La sempiternelle radoteuse 

Le mouvement lui paraissait d’ailleurs inutile et l’imagination lui semblait pouvoir aisément suppléer à la vulgaire réalité des faits. À son avis, il était possible de contenter les désirs réputés les plus difficiles à satisfaire dans la vie normale, et cela par un léger subterfuge, par une approximative sophistication de l’objet poursuivi par ces désirs mêmes. Ainsi, il est bien évident que tout gourmet se délecte aujourd’hui dans les restaurants renommés par l’excellence de leurs caves, en buvant les hauts crus fabriqués avec de basses vinasses traitées suivant la méthode de M. Pasteur. Or, vrais et faux, ces vins ont le même arome, la même couleur, le même bouquet, et par conséquent le plaisir qu’on éprouve en dégustant ces breuvages altérés et factice est absolument identique à celui que l’on goûterait, en savourant le vin naturel et pur qui serait introuvable, même à prix d’or.  

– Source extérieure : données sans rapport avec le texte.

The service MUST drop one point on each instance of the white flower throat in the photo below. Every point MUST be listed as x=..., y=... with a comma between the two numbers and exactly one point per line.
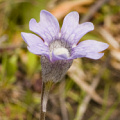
x=59, y=48
x=61, y=51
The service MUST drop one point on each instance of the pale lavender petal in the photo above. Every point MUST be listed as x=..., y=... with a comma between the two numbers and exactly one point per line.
x=91, y=46
x=72, y=31
x=31, y=39
x=89, y=49
x=39, y=50
x=80, y=31
x=47, y=28
x=70, y=22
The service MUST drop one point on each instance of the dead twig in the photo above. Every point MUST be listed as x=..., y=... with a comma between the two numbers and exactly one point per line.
x=74, y=73
x=93, y=9
x=62, y=101
x=83, y=107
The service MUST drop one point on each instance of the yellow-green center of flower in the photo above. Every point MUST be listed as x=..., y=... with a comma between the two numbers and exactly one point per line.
x=61, y=51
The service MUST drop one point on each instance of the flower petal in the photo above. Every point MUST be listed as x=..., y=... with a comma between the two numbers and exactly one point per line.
x=70, y=22
x=47, y=28
x=89, y=49
x=39, y=50
x=80, y=31
x=31, y=39
x=72, y=31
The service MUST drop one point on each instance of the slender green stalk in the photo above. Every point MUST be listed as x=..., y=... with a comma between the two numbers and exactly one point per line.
x=46, y=86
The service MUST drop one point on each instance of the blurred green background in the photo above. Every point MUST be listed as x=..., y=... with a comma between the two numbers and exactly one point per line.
x=95, y=96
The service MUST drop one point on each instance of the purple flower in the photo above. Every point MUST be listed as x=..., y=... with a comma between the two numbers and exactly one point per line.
x=59, y=47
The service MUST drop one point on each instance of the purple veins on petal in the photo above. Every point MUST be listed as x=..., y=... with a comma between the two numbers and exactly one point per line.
x=72, y=31
x=62, y=45
x=31, y=39
x=48, y=25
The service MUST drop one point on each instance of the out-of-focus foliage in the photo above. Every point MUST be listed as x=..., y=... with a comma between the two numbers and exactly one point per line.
x=20, y=70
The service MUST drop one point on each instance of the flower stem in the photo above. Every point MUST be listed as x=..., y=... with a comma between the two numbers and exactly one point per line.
x=46, y=86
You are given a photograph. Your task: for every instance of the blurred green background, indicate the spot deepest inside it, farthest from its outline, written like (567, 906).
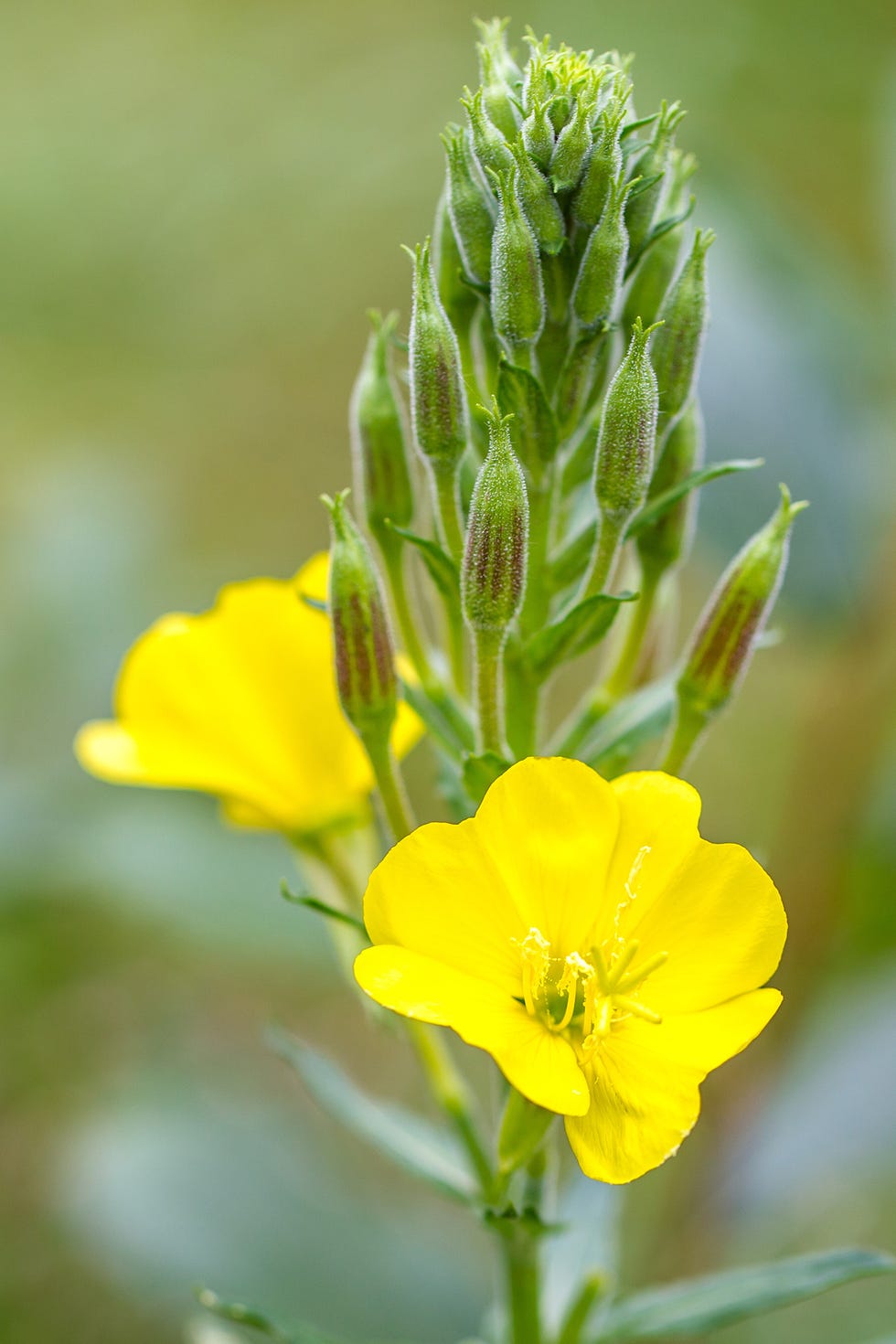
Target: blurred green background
(197, 202)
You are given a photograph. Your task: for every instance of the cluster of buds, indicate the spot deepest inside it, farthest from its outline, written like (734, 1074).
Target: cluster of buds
(561, 292)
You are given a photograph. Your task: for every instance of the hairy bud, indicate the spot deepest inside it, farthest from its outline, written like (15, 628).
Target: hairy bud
(377, 426)
(497, 535)
(361, 641)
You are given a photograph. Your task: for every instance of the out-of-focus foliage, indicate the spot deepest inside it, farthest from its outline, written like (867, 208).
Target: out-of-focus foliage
(197, 203)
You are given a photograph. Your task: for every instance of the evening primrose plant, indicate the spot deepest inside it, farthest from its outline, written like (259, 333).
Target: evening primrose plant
(527, 468)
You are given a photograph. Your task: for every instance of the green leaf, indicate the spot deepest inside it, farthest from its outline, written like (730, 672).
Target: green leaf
(321, 907)
(441, 568)
(700, 1306)
(409, 1140)
(252, 1318)
(534, 431)
(480, 773)
(637, 720)
(655, 509)
(575, 632)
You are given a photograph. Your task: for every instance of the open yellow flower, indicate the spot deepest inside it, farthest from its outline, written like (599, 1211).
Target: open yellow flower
(587, 937)
(240, 702)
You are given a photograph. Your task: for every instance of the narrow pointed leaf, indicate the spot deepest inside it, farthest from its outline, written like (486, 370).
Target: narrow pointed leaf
(637, 720)
(653, 511)
(701, 1306)
(403, 1137)
(321, 907)
(575, 632)
(441, 568)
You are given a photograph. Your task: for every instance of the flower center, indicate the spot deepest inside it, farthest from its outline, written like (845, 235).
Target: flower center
(587, 995)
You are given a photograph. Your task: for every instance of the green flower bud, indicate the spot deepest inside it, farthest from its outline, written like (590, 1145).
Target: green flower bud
(517, 288)
(655, 274)
(603, 261)
(377, 425)
(652, 163)
(627, 433)
(720, 649)
(539, 202)
(497, 100)
(470, 206)
(489, 144)
(438, 405)
(603, 168)
(538, 136)
(497, 537)
(574, 142)
(667, 540)
(676, 351)
(361, 640)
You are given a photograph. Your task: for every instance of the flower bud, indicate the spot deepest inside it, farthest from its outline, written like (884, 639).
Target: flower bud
(676, 351)
(497, 535)
(361, 641)
(720, 649)
(539, 202)
(470, 206)
(627, 433)
(489, 144)
(517, 288)
(438, 406)
(652, 165)
(377, 426)
(603, 262)
(658, 266)
(538, 136)
(603, 168)
(574, 143)
(497, 100)
(667, 542)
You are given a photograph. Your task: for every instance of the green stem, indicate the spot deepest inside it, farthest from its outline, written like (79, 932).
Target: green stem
(521, 1267)
(389, 785)
(489, 666)
(620, 679)
(610, 534)
(449, 1092)
(448, 511)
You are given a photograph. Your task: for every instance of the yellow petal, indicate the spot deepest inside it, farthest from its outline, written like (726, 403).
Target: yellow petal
(240, 702)
(549, 827)
(658, 818)
(536, 1062)
(645, 1085)
(440, 894)
(723, 925)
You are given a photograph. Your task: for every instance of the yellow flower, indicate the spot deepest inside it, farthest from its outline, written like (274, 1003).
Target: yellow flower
(587, 937)
(240, 702)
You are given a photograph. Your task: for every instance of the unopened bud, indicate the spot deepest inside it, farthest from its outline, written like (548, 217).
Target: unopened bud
(655, 274)
(497, 99)
(517, 288)
(361, 641)
(497, 537)
(667, 542)
(652, 165)
(377, 426)
(721, 646)
(574, 143)
(538, 136)
(438, 406)
(470, 206)
(676, 351)
(627, 433)
(603, 168)
(603, 263)
(539, 202)
(488, 143)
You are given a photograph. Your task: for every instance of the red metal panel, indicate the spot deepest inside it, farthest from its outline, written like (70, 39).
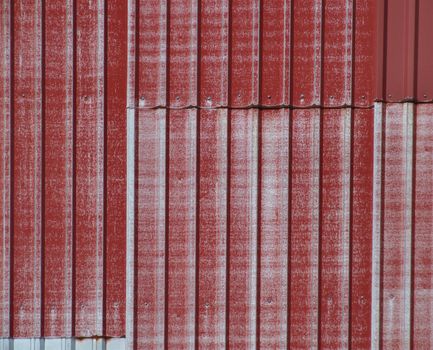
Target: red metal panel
(58, 148)
(335, 229)
(182, 53)
(242, 220)
(364, 54)
(152, 52)
(258, 203)
(304, 229)
(362, 220)
(396, 229)
(424, 51)
(307, 52)
(5, 170)
(243, 53)
(115, 163)
(423, 214)
(400, 41)
(337, 49)
(274, 229)
(212, 239)
(213, 48)
(26, 170)
(151, 210)
(181, 230)
(89, 168)
(275, 52)
(405, 51)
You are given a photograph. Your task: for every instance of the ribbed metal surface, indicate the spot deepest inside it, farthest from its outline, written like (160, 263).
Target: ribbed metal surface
(253, 173)
(62, 172)
(405, 50)
(216, 174)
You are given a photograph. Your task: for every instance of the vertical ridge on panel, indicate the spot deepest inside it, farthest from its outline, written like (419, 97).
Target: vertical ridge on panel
(213, 228)
(131, 161)
(362, 221)
(364, 55)
(151, 172)
(400, 48)
(182, 230)
(89, 168)
(335, 247)
(182, 53)
(213, 63)
(152, 50)
(274, 58)
(397, 230)
(274, 229)
(150, 244)
(5, 169)
(116, 76)
(26, 284)
(243, 229)
(376, 274)
(244, 53)
(337, 52)
(305, 228)
(181, 181)
(424, 53)
(307, 51)
(423, 242)
(58, 169)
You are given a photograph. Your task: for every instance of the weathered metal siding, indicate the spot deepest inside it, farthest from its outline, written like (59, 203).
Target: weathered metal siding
(216, 174)
(405, 50)
(253, 194)
(63, 168)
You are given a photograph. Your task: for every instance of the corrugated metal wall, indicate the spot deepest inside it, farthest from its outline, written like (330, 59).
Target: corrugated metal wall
(254, 173)
(217, 174)
(63, 168)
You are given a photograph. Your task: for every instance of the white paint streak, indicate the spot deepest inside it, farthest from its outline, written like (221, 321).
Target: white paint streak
(100, 170)
(348, 54)
(130, 227)
(314, 204)
(37, 171)
(161, 226)
(222, 230)
(130, 179)
(318, 39)
(345, 237)
(407, 262)
(252, 273)
(190, 273)
(69, 117)
(376, 244)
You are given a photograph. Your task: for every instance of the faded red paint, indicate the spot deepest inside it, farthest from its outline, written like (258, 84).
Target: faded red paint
(255, 187)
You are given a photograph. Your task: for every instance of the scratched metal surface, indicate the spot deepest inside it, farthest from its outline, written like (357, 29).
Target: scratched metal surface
(63, 184)
(215, 174)
(250, 184)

En transportant cette captieuse déviation, cet adroit mensonge dans le monde de l’intellect, nul doute qu’on ne puisse, et aussi facilement que dans le monde matériel, jouir de chimériques délices semblables, en tous points, aux vraies ; nul doute, par exemple, qu’on ne puisse se livrer à de longues explorations, au coin de son feu, en aidant, au besoin, l’esprit rétif ou lent, par la suggestive lecture d’un ouvrage racontant de lointains voyages ; nul  doute aussi, qu’on ne puisse, – sans bouger de Paris – acquérir la bienfaisante impression d’un bain de mer ; il suffirait tout bonnement de se rendre au bain Vigier situé sur un bateau, en pleine Seine.

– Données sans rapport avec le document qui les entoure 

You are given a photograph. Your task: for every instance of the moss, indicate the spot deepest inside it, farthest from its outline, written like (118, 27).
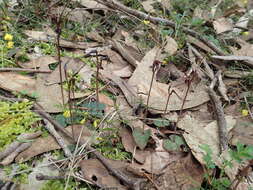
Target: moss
(15, 119)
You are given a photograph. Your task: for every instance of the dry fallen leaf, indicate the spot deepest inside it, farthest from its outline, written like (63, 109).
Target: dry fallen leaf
(46, 144)
(183, 174)
(37, 62)
(22, 83)
(198, 133)
(95, 172)
(140, 82)
(50, 37)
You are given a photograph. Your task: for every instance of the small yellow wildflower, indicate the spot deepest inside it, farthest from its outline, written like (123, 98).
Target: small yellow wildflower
(146, 22)
(245, 33)
(10, 44)
(245, 112)
(8, 37)
(66, 114)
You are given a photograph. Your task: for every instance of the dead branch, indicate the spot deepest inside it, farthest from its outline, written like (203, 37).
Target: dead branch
(222, 124)
(24, 70)
(58, 138)
(157, 20)
(134, 183)
(248, 60)
(9, 159)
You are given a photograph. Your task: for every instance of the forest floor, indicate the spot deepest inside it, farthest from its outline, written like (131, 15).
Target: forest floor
(126, 94)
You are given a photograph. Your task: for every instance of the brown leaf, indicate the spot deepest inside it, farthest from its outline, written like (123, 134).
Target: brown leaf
(50, 37)
(37, 62)
(141, 79)
(118, 65)
(242, 132)
(183, 174)
(198, 133)
(17, 83)
(95, 172)
(46, 144)
(130, 145)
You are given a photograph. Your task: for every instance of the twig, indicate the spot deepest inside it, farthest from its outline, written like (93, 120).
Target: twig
(58, 138)
(13, 146)
(221, 121)
(133, 183)
(247, 105)
(157, 20)
(41, 176)
(124, 53)
(38, 109)
(13, 155)
(248, 59)
(24, 70)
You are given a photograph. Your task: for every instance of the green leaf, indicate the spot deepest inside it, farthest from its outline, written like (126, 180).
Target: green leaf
(95, 108)
(141, 137)
(161, 122)
(61, 120)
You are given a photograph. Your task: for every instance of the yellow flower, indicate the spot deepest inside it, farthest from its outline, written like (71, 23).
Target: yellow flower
(245, 112)
(66, 114)
(8, 37)
(146, 22)
(10, 44)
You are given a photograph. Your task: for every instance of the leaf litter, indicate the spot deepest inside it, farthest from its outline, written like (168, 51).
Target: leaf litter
(160, 108)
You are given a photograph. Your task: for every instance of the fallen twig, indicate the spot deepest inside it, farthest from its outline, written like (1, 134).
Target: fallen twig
(38, 109)
(222, 124)
(41, 176)
(118, 6)
(247, 105)
(13, 146)
(248, 59)
(58, 138)
(134, 183)
(24, 70)
(9, 159)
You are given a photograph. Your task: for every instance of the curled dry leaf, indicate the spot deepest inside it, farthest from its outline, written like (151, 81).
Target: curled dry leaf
(46, 144)
(185, 173)
(95, 172)
(50, 37)
(198, 133)
(140, 82)
(37, 62)
(22, 83)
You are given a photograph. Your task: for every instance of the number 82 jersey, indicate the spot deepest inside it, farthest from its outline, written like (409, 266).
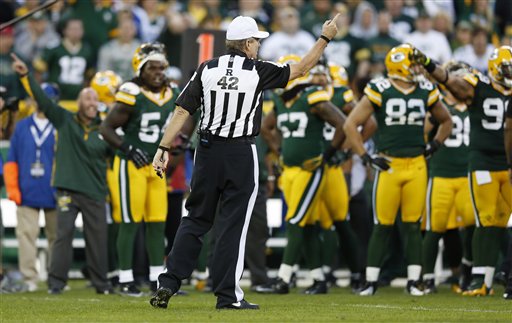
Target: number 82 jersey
(400, 115)
(151, 114)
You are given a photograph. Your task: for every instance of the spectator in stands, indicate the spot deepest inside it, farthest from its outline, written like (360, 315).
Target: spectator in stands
(402, 24)
(477, 53)
(365, 21)
(288, 39)
(68, 62)
(381, 44)
(35, 36)
(116, 55)
(80, 180)
(429, 41)
(28, 172)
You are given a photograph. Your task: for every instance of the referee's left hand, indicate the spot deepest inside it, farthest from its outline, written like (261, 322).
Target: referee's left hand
(160, 162)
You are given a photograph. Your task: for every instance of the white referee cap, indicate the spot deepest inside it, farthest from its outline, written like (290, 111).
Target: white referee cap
(244, 27)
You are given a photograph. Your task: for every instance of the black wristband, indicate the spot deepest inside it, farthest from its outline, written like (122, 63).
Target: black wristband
(430, 66)
(164, 148)
(325, 38)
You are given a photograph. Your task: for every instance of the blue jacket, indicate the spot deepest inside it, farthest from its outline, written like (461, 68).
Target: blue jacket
(35, 191)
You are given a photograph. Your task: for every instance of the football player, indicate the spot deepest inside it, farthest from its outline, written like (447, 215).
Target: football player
(489, 184)
(142, 108)
(448, 189)
(299, 114)
(399, 103)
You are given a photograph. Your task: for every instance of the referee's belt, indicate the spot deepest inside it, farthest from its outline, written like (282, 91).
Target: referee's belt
(207, 137)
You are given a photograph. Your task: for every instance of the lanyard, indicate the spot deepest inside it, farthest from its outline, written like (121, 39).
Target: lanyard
(39, 140)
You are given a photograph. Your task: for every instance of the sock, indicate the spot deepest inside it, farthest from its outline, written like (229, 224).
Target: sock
(125, 244)
(489, 276)
(413, 272)
(295, 236)
(467, 237)
(378, 245)
(350, 245)
(312, 246)
(372, 274)
(285, 272)
(453, 248)
(329, 244)
(429, 251)
(412, 243)
(155, 242)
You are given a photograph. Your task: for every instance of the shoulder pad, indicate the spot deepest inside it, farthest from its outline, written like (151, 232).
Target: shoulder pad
(130, 88)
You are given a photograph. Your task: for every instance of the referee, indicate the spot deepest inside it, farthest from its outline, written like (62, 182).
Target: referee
(228, 90)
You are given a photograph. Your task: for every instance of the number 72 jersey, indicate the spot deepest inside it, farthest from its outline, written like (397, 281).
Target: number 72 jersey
(487, 118)
(151, 114)
(400, 116)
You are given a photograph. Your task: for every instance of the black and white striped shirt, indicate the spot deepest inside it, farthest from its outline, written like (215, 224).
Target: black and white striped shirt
(229, 88)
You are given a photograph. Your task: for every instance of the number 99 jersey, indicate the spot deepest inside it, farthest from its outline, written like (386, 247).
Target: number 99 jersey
(400, 115)
(486, 115)
(151, 114)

Là, en faisant saler l’eau de la baignoire et en y mêlant, suivant la formule du Codex, du sulfate de soude, de l’hydrochlorate de magnésie et de chaux ; en tirant d’une boîte, soigneusement fermée par un pas de vis, une pelote de ficelle ou un tout petit morceau de câble qu’on est allé exprès chercher dans l’une de ces grandes corderies dont les vastes magasins et les sous-sols soufflent d’odeurs de marée et de port ; en aspirant ces parfums que doit conserver encore cette ficelle ou ce bout de câble ; en consultant une exacte photographie du casino et en lisant ardemment le guide Joanne décrivant les beautés de la plage où l’on veut être ; en se laissant enfin bercer par les vagues que soulève, dans la baignoire, le remous des bateaux-mouches rasant le ponton des bains ; en écoutant enfin les plaintes du vent engouffré sous les arches et le bruit sourd des omnibus roulant, à deux pas, au-dessus de vous, sur le pont Royal, l’illusion de la mer est indéniable, impérieuse, sure.

 Le tout est de savoir s’y prendre, de savoir concentrer son esprit sur un seul point, de savoir s’abstraire suffisamment pour amener l’hallucination et pouvoir substituer le rêve de la réalité à la réalité même. 

Au reste, l’artifice paraissait à des Esseintes la marque distinctive du génie de l’homme.

Comme il le disait, la nature a fait son temps ; elle a définitivement lassé, par la dégoûtante uniformité de ses paysages et de ses ciels l’attentive patience des raffinés. Au-fond quelle platitude de spécialiste confinée dans sa partie, quelle petitesse de boutiquière tenant tel article à l’exclusion de tout autre, quel monotone magasin de prairies et d’arbres, quelle banale agence de montagnes et de mers !

Joris-Karl Huysmans, À rebours, Paris, Eugène Fasquelle, 1916, pp.29-31.